- Born: 10 June 1893 Oyama, Japan
- Died: 23 May 1968 (aged 74) Hayama, Japan
- Occupation: Painter

= Ryusei Furukawa =

Japanese painter

Ryusei Furukawa (10 June 1893 - 23 May 1968) was a Japanese painter. His work was part of the painting event in the art competition at the 1932 Summer Olympics.

==Biography==
He was born in Ōaza Hakawa, Kuwamura, Shimotsuga District, Tochigi Prefecture (present-day Hakawa, Oyama City). He attended Tochigi Prefectural Utsunomiya Middle School and Zushi Kaisei Middle School. At the age of 25, he entered the preparatory course for the Japanese Painting department at the Tokyo School of Fine Arts (present-day Tokyo University of the Arts). He graduated from the Japanese Painting department in 1924. After graduation, he focused on printmaking, and in the same year, his woodblock print was selected for exhibition at the 6th Japan Creative Print Association exhibition. After graduating, he worked as a teacher while creating artworks, which he exhibited with the Japan Creative Print Association and the Shun'yōkai.

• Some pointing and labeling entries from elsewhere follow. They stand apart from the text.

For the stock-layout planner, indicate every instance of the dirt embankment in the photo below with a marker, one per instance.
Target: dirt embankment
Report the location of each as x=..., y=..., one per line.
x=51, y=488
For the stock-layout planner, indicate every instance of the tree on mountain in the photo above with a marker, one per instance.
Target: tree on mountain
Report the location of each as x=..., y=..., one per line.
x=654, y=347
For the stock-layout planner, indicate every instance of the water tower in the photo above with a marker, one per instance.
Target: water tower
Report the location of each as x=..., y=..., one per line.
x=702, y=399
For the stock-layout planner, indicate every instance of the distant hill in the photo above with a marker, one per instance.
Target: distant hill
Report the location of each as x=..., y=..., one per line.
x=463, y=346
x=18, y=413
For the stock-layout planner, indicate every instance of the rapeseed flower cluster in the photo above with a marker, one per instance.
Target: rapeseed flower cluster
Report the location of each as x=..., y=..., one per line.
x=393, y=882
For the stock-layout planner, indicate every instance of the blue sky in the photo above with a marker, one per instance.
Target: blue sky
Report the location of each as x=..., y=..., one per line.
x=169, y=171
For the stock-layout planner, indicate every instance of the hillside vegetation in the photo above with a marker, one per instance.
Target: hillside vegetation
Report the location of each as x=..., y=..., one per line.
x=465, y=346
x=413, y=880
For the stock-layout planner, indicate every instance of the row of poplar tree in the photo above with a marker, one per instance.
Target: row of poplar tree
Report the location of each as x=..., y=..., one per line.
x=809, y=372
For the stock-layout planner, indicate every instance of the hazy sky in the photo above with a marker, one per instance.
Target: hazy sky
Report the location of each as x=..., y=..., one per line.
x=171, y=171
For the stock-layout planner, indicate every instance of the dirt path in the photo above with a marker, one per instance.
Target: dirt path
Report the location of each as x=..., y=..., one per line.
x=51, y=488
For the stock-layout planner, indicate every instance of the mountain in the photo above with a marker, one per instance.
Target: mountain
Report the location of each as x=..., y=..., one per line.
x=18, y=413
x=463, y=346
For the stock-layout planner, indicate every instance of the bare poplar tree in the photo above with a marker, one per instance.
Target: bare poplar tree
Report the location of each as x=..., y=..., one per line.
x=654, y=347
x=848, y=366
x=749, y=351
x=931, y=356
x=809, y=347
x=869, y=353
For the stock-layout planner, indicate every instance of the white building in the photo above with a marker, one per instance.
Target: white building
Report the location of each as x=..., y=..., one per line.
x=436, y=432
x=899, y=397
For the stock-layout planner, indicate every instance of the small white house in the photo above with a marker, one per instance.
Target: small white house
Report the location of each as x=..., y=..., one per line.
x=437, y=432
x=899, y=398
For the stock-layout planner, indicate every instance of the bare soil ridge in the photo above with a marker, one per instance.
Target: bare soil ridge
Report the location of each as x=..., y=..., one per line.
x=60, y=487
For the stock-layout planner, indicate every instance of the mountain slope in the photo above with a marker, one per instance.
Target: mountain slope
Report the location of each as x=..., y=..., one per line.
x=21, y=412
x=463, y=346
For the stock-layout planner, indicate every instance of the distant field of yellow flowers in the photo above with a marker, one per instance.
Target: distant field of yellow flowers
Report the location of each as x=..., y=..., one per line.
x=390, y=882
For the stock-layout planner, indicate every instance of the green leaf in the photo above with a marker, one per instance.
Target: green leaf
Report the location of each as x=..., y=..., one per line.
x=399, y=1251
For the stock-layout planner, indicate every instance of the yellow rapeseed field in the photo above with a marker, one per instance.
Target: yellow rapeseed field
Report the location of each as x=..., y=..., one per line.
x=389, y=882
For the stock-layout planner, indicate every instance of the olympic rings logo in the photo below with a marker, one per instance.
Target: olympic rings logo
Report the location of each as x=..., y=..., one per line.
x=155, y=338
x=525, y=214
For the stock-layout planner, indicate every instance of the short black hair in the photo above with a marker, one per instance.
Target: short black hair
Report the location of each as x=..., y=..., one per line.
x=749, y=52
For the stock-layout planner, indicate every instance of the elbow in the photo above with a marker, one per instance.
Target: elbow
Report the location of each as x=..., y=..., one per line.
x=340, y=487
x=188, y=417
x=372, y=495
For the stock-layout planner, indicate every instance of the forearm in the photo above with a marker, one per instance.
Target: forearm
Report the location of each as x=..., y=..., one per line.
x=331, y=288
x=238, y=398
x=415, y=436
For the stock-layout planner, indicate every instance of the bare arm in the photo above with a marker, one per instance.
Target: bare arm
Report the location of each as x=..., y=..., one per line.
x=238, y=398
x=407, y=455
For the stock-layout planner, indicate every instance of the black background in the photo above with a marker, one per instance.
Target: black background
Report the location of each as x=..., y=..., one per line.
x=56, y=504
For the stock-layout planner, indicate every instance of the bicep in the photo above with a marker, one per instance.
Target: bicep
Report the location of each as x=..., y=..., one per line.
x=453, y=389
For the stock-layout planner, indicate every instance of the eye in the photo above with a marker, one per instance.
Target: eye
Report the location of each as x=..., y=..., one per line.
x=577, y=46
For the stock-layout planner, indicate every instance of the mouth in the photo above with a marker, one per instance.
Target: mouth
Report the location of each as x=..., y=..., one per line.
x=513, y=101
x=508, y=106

For the art competitions at the 1932 Los Angeles Olympics, he submitted works titled "A Pose of a Woman Golfer (in Reposing)" and "A Pose of a Woman Golfer (in Striking)" (the Japanese titles for both are unknown). For the 1936 Berlin Olympics art competition, he submitted a work titled "Golf".

His work "Insect Caricature Scroll" was purchased by the Louvre Museum at the Contemporary Japanese Printmaking Exhibition held in Paris in 1934. Furthermore, some of the exhibited works are held in the collection of the Bibliothèque nationale de France.

In 1937, he halted his artistic work due to illness and convalescence. Later, in 1944, with the intensification of the war, he evacuated to his hometown of Hakawa, where he contributed to local agricultural development.

He resumed printmaking in 1951 and continued until his death in 1968.